Over and over again, I get asked these kinds of questions. People trying to figure out what’s next after equal marriage.
While there’s still plenty of progress to be made for the whole community, for trans people in particular, there remains serious legal gaps that exist before we have full equality.
One area under review is the 2004 Gender Recognition Act (GRA). This is the law that enables some trans people to have their gender legally recognised with a Gender Recognition Certificate (GRC).
Being able to change the name and gender on their birth certificate makes it easier for trans people to get a new job, get married or change their records. While it was ground-breaking when first introduced, the act is now outdated and in urgent need of reform.
So when people ask those questions about what’s next, reform of the GRA is the answer they get.
This would be life-changing for so many trans people in Britain. Getting rid of a humiliating, dehumanising process to allow trans people to have their gender recognised by the state without being treated as having a mental illness would be a huge step forward towards equality.
However, campaigning and lobbying to reform the GRA cannot solely fall on the shoulders of our trans siblings. You’ve probably seen online or in the news the hostility facing trans people at the moment. There are deeply misleading stories about young people being ‘turned trans’ and repeated arguments that being trans is a mental illness. For many cis lesbian, gay and bi people this should sound eerily familiar. It’s exactly how we were talked about in the 1980s.

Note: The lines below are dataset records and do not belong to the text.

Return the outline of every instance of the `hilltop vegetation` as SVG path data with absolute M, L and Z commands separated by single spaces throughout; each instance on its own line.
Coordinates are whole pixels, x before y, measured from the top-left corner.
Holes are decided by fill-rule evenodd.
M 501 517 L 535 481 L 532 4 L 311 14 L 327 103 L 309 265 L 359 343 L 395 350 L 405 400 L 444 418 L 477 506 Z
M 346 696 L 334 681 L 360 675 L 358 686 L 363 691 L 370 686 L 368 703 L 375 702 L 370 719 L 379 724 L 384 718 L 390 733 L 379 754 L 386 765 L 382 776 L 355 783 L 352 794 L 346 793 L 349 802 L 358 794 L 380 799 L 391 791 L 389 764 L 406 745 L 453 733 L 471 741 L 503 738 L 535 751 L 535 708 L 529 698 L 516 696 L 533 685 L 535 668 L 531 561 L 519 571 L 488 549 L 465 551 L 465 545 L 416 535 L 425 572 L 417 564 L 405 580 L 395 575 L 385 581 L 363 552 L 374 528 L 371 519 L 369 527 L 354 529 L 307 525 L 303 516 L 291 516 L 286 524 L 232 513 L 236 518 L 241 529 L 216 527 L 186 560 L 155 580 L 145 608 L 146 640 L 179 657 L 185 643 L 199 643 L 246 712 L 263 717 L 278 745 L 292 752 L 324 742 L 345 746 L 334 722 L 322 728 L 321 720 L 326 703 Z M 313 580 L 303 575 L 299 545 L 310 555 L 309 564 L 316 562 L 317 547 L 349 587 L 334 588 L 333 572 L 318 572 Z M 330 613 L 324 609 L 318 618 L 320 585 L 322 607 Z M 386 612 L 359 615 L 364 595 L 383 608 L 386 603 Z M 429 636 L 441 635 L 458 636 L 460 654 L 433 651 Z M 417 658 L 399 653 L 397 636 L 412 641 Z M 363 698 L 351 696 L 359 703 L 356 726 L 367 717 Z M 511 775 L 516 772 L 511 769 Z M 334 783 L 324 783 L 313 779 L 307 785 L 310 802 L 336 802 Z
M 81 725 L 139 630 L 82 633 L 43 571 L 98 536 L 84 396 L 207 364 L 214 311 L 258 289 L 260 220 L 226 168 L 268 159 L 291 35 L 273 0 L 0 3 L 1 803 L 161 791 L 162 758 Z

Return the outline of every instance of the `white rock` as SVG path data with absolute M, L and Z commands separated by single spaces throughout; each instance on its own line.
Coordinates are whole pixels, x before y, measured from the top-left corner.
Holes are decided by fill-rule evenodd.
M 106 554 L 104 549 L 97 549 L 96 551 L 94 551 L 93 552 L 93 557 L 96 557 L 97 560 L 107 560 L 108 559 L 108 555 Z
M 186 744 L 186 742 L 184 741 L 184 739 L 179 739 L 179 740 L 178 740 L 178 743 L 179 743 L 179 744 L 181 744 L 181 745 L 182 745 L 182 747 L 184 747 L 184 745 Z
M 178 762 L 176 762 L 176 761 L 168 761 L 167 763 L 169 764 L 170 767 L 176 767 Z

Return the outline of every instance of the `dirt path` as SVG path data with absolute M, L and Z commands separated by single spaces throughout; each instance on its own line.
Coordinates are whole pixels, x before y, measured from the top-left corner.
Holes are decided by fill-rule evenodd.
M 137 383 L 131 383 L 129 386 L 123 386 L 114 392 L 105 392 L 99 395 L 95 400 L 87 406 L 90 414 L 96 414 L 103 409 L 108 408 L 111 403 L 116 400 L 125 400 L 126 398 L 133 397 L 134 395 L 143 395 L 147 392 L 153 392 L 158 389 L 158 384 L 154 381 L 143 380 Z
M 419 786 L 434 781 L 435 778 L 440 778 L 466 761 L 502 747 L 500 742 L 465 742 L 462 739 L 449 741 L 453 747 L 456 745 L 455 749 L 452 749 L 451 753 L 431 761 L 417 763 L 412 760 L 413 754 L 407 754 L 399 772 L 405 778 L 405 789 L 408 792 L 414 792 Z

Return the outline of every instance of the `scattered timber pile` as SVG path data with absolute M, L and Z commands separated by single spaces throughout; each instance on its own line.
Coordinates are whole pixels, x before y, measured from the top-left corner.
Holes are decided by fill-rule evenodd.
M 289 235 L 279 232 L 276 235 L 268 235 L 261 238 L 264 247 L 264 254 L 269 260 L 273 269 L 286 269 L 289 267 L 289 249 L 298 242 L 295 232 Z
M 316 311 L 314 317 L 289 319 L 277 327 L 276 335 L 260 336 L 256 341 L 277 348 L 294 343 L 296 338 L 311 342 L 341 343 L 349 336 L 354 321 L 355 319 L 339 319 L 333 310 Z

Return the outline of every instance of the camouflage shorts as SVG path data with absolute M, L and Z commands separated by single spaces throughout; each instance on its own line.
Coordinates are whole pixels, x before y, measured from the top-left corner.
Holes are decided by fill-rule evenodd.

Now we look back and think how absurd it was that anyone was ever allowed to claim that same-sex attraction was a mental illness or that talking about it was like ‘brainwashing’ kids into a new identity. The world didn’t end when people of the same sex could finally marry each other. It won’t end when trans people are able to be recognised for who they are.
What we’re seeing in the debate around the GRA is history repeating itself.